Controversy exists over his death, which was as the result of falling from a landing in his apartment block, in 1985. Nobody saw what happened to cause the fall. Even though no suicide note was ever discovered, an inquest found that he died by his own hand. The whole question is discussed in detail in an article that was written for The Boston Review by Diego Gambetta. This is a long, closely argued and well written piece. At the end of it one is left with the clear understanding that there is no definitive evidence either for suicide or against it.

That brings us into the realm of belief. Those of us who would seek inspiration in the triumph of the human spirit, for example as demonstrated by Levi’s accounts of how he dealt with his travails and his determination not to allow them to leave him all bent and twisted afterwards, would want to believe that he did not kill himself. I contend that we are, under the circumstances, entitled to have this belief.
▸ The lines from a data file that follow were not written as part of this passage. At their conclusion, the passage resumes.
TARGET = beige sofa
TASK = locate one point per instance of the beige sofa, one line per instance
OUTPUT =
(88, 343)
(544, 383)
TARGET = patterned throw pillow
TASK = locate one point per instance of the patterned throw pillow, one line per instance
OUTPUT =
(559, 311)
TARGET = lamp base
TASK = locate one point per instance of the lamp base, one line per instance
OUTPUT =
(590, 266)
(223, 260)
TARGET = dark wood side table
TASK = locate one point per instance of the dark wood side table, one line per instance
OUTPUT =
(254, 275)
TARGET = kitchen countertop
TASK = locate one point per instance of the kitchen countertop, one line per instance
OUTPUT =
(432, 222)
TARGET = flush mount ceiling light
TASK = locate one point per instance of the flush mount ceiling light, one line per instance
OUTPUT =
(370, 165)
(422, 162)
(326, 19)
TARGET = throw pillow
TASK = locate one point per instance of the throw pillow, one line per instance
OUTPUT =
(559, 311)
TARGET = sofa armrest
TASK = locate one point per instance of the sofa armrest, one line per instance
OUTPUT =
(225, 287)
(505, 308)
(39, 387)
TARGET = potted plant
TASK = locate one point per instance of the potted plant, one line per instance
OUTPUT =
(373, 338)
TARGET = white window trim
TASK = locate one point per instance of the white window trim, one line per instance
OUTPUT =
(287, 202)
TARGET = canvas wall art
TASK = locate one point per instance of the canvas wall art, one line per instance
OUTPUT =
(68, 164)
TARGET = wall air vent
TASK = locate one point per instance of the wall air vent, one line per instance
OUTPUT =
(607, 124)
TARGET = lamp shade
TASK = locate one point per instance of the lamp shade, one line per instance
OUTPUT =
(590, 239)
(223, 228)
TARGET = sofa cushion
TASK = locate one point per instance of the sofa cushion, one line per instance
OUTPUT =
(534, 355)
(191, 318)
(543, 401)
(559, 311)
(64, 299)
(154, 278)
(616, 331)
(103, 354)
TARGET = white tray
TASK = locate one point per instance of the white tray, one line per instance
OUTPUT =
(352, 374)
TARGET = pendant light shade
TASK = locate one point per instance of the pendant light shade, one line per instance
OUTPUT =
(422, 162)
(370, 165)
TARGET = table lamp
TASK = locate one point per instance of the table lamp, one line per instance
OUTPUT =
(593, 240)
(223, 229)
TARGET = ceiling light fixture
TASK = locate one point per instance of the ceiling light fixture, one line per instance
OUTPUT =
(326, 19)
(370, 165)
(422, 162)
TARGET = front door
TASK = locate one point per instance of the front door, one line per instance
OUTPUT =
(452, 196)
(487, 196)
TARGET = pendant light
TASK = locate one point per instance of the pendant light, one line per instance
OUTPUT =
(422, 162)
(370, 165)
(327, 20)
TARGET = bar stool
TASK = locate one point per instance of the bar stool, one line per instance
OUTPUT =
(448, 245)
For me, then, the reality is that Primo Levi died as the result of an accident. But there are caveats: I can only hold that as fact for as long as no irrefutable, or even strong, evidence to the contrary appears. Apart from anything else, a failure to acknowedge evidence against what I might like to perceive as truth would mean that I was fooling myself, and that realisation would be far more unsettling than the demolition of any ideal I might like to hold on to.

I do not have the right to insist that any public behavior that depends upon my version of unverified events is written into the laws of the land. Above all, it would be terribly wrong of me to attempt to impose this belief on others, or to present it to children or impressionable adults as an indisputable account of what happened.

Belief in anything in the absence of direct evidence is, truly, a private matter. Authority figures who insist otherwise are doing a great disservice to the people they are in a position to influence and, because we have a democratic system and said influenced people have votes, by extension to the rest of us.